Top 5 Hours for Ask Posts Comments
15:00: 38.59 average comments per post
02:00: 23.81 average comments per post
20:00: 21.52 average comments per post
16:00: 16.80 average comments per post
21:00: 16.01 average comments per post


The hour that receives the most comments per post is `15:00 ` with an average of approximately `38 comments per posts`, a `62% increase of comments` between 15:00 and 02:00.

From our top 5 list, we can also see that most comments were made towards the `evening-night hours` when most people are less busy or not at work or they are trying to relax so as to end their day.
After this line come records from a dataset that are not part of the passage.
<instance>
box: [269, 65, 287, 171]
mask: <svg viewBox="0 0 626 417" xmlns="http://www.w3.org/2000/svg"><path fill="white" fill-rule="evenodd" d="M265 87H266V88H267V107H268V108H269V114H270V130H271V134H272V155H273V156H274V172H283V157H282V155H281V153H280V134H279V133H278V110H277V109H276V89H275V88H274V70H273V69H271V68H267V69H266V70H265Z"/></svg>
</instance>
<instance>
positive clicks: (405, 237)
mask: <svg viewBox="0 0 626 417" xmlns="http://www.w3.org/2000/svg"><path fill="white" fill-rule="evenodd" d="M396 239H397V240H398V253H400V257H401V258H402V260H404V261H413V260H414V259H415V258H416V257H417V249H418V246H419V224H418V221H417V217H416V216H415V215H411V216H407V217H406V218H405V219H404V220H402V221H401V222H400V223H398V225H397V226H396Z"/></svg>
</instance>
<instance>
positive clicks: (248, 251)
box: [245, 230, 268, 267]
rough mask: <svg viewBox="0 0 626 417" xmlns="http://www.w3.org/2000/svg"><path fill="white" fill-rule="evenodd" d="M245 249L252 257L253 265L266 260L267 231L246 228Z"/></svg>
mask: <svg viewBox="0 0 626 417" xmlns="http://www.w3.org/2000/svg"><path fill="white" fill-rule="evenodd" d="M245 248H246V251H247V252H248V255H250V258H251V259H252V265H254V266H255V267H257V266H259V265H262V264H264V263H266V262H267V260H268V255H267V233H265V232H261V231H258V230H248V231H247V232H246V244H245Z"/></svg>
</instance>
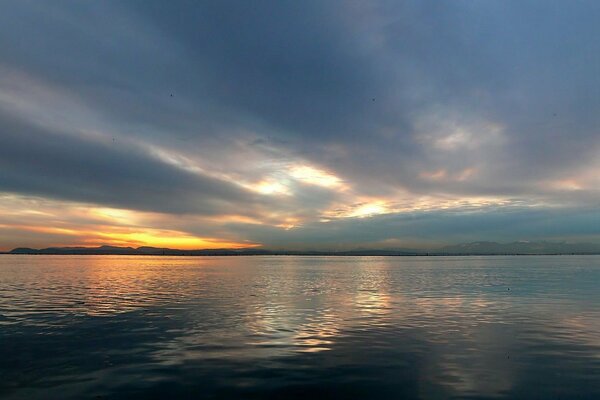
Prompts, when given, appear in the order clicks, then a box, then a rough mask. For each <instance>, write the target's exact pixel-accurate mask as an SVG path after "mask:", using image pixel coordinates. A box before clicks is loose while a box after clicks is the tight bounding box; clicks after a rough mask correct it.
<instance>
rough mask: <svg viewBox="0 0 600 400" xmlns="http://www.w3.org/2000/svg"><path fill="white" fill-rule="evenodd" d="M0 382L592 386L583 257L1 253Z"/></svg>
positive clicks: (100, 389) (177, 387)
mask: <svg viewBox="0 0 600 400" xmlns="http://www.w3.org/2000/svg"><path fill="white" fill-rule="evenodd" d="M0 398H2V399H82V398H92V399H103V398H106V399H142V398H143V399H167V398H170V399H179V398H181V399H188V398H189V399H204V398H206V399H211V398H220V399H221V398H222V399H319V398H324V399H327V398H328V399H335V398H339V399H401V398H402V399H447V398H473V399H488V398H490V399H491V398H505V399H600V257H598V256H539V257H538V256H525V257H516V256H507V257H131V256H8V255H4V256H0Z"/></svg>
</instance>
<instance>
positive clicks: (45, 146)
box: [0, 113, 251, 214]
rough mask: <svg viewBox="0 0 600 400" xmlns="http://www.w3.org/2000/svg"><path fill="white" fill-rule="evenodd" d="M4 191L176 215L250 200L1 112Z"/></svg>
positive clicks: (112, 150) (185, 173)
mask: <svg viewBox="0 0 600 400" xmlns="http://www.w3.org/2000/svg"><path fill="white" fill-rule="evenodd" d="M0 124H1V126H2V127H1V128H0V132H1V135H2V146H0V170H1V171H2V172H1V173H0V187H1V188H2V189H3V190H4V191H10V192H16V193H26V194H35V195H45V196H49V197H53V198H60V199H65V200H75V201H82V202H89V203H98V204H104V205H111V206H114V207H121V208H132V209H138V210H150V211H161V212H173V213H185V212H187V213H200V214H215V213H221V212H227V211H231V210H234V209H236V208H237V204H239V203H240V202H247V203H250V202H251V196H250V195H249V194H247V193H246V192H245V191H243V190H240V189H239V188H237V187H235V186H234V185H232V184H230V183H228V182H223V181H220V180H216V179H212V178H210V177H206V176H202V175H199V174H195V173H191V172H187V171H184V170H181V169H179V168H177V167H174V166H171V165H168V164H166V163H164V162H161V161H160V160H157V159H155V158H152V157H150V156H149V155H148V154H146V153H145V152H143V151H141V150H140V149H138V148H136V147H135V146H132V145H122V144H121V143H119V142H115V141H114V140H113V141H108V142H98V141H97V140H91V139H86V138H78V137H74V136H72V135H64V134H57V133H55V132H51V131H50V132H49V131H43V130H42V129H40V128H37V127H34V126H31V125H28V124H26V123H23V122H20V121H16V120H14V119H12V118H10V117H8V116H6V115H3V114H2V113H0Z"/></svg>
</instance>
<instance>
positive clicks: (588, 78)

In my own opinion, in the morning most people are at work and thus have less time to comment on posts.

According to the [dataset's documentation](https://www.kaggle.com/hacker-news/hacker-news-posts), the timezone used for collecting the date and time the posts were made was `Eastern Time` in the US. I would therefore recommend creating an ask post at 3:00 pm EST to have a higher chance of receiving comments.

Or if you live in Eastern Africa like me 😀, then create your ask post at 10:00 pm EAT.

## Conclusion

In this project, we explored and analyzed the ask and show posts from the Hacker News Site to find out which type of posts and time receive the most comments.

From our findings, we noticed that the ask posts receive more comments on average and most comments are received from 15:00 est. And so, we recommend if anyone should create a post on the site, they should explore this option.